В алебастровом свете угасающего дня решительной и неспешной походкой отставного актёра он подошёл к знакомой облезлой двери переговорного пункта. Было ровно восемь. Время пересменка. Милка, ничего не говоря, улыбнулась ему из-за стекла и бросила «Пока» своей сменщице Надьке.
«Всё в талию! — удивился Додик. — Она вся в талию — так ловко на ней всё сидит. Так точно получается прийти вовремя и вовремя остановиться, пройти по краешку и отказаться от соблазна… — я так не смогу никогда».

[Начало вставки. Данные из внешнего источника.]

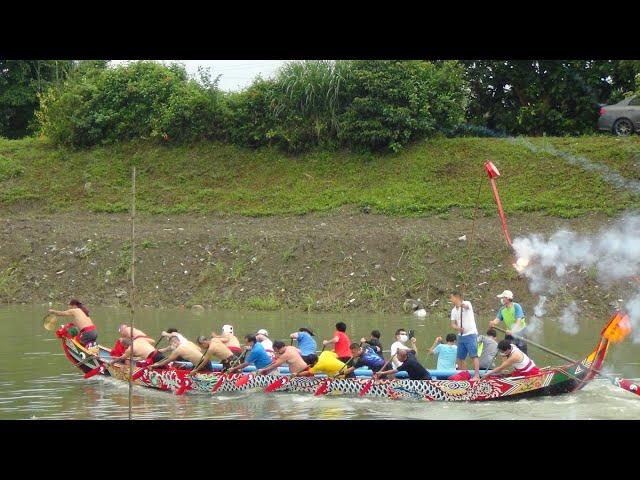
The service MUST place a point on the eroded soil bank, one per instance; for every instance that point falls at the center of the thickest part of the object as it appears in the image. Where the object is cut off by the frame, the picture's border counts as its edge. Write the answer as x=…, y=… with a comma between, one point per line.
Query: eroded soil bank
x=338, y=261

— Куда мы идём? — прервала она его размышления.
— Мы? К Борьке Иванову.
— Это кто у нас будет, Иванов? — поинтересовалась Милка.

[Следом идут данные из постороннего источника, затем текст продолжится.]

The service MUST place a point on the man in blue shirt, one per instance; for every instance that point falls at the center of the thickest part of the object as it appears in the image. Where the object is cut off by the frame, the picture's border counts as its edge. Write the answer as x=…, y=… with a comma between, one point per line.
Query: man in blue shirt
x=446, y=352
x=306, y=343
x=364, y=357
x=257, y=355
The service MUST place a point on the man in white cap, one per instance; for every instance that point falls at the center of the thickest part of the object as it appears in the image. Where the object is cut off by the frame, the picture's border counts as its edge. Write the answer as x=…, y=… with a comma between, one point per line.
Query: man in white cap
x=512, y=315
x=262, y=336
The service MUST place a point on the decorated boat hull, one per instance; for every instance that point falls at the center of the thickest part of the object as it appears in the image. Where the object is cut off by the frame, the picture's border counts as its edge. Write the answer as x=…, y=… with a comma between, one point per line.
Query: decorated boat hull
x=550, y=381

— Художник знаменитый… он тебе понравится.
— И кто же я буду? — Милка остановилась и, не вынимая руки из-под додикиной, согнутой в локте, заглянула ему в глаза.
— А что, нужен статус? Я не могу прийти со своей знакомой?
— Просто так?
— Ты что, Милка?
— Не знаю — никогда не была у знаменитых художников.
— Да мы в мастерскую к нему идём, не домой!
— Тем более… вдруг спросит: «С какой стати, мол, с девушкой пришёл?» Может? Додик пожал плечами.
— О! Да ты с дамой! — словно продолжая их разговор, воскликнул Иванов, увидев их в дверях, и, не стесняясь, пристально рассматривая, ободрил: — А вы не смущайтесь.
— Меня Людмила зовут.
— Мила… художники все такие. Врачи и художники. Те внутри копаются, а мы… мы тоже внутри, в душе… значит… Разговор-то серьёзный, — обратился он к Додику, — давай отложим до другого раза, до завтра… — он был явно огорчён, что Додик без предупреждения пришёл не один.
— Я могу обождать… или уйти… Нет, серьёзно! Без обиды! — она остановилась на пороге.
— Обиды? Кто же даст вас обидеть? — усмехнулся Иванов.
— А у меня нет от неё секретов! — неожиданно даже для самого себя сказал Додик, и все замолчали.
— Проходите!.. Это всё секреты Полишинеля, до гостайн нам далеко, а наши-то тайны… они тем и полны, что все знают… ладно… вот что, Додик… — он кивнул головой внутрь мастерской, достал из холодильника запотевшую бутылку, и когда они устроились за столом, продолжил: «Меня в журнал пригласили… друзья мои… пока неважно — кто… предлагают вот это опубликовать, статью сделать», — он показал на рисунки, висевшие на стене… на свои любимые, вычерченные безнадежной тоской «Заборы», которые даже ему не давали выставить нигде, кроме его собственной мастерской. Милка молчала и пыталась вникнуть в суть происходящего — всё это было так непривычно и неожиданно для неё.
— Прекрасно, — вставил Додик.
— Да! Я согласился… ну, почти… хотя рискую сильно… За эти «Заборы России» мне потом лихо заплатят здесь… я думаю.
— Не понял! — возразил Додик.
— Не понял. Не понял, потому что торопишься… журнал этот, или альманах, значит, там издавать будут! А отплатят здесь.
— Опять не понял, — вставил Додик.
— Додик! Ну какой же ты непонятливый! — с укором сказала Милка, и он вздрогнул, настолько знакомой и родной показалась ему интонация… он судорожно вспоминал, откуда, почему и даже вслух произнёс: «Не может быть!» — когда догадался, откуда она — из детства, из повести, из Милкиных уст… «Не может быть!»